I'm hearing of some weird thing to put into your glass jars of MJ to keep away moisture. Potatoes??? Come-on.... Please, a small amount of (uncooked) RICE tied in cloth will draw up moisture in a jar. If your MJ is close to dry,this will insure that condensation won't build up in the jar and keep everything safe for winter storage. Peace.


----------



## Locked (Oct 17, 2009)

I use rice...hold the potatoes please....


----------



## Kupunakane (Oct 17, 2009)

Yo Ho FUM,

    Your right on the mark with this one.

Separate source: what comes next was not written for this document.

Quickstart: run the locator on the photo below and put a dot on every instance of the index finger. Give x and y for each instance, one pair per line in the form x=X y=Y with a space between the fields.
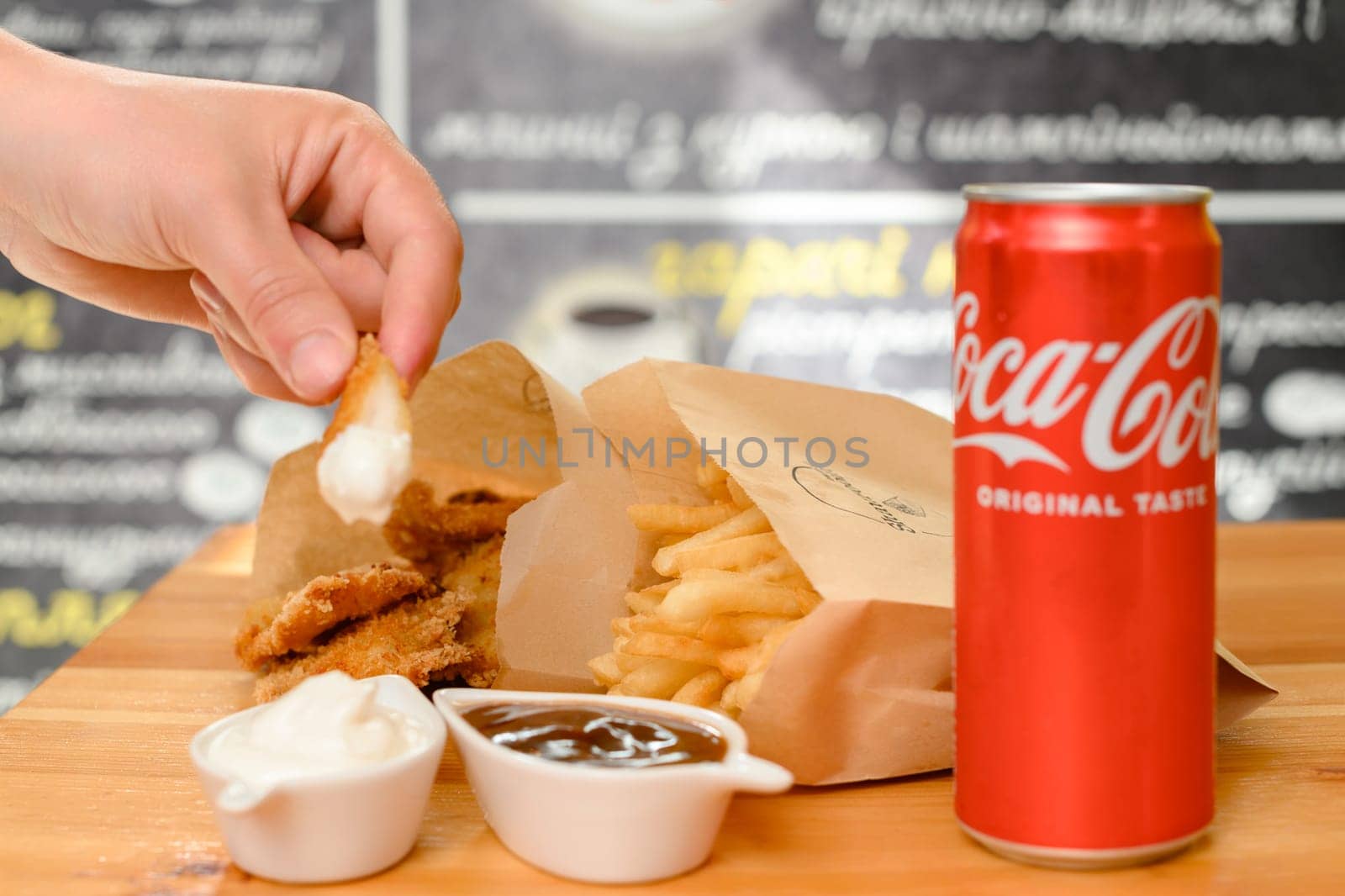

Kudos for good sense...
Rice can be a good friend, LOL

smoke in peace
KingKahuuna


----------



## FUM (Oct 17, 2009)

Thanks...Now go smoke one.


----------



## GeezerBudd (Oct 18, 2009)

Yep-No spuds man!
My wife puts rice in the salt shaker to keep it from clodding.

Gb


----------



## Hick (Oct 18, 2009)

:huh: ... I don't think anyone has ever recommended potatoes as a method of drying or "dehydrating" bud in jars, but as a method of _"re-hydrating_"...  
I use rice in my seed canisters ....


----------



## 4u2sm0ke (Oct 18, 2009)

:ciao:



I  Like  French fries


----------



## FUM (Oct 18, 2009)

GB, You have a smart lady (wife) there.


----------



## 2Dog (Oct 18, 2009)

rice and white vinegar will clean jars right up without introducing chemicals.... also the bottom of vases or anything you cant reach.


----------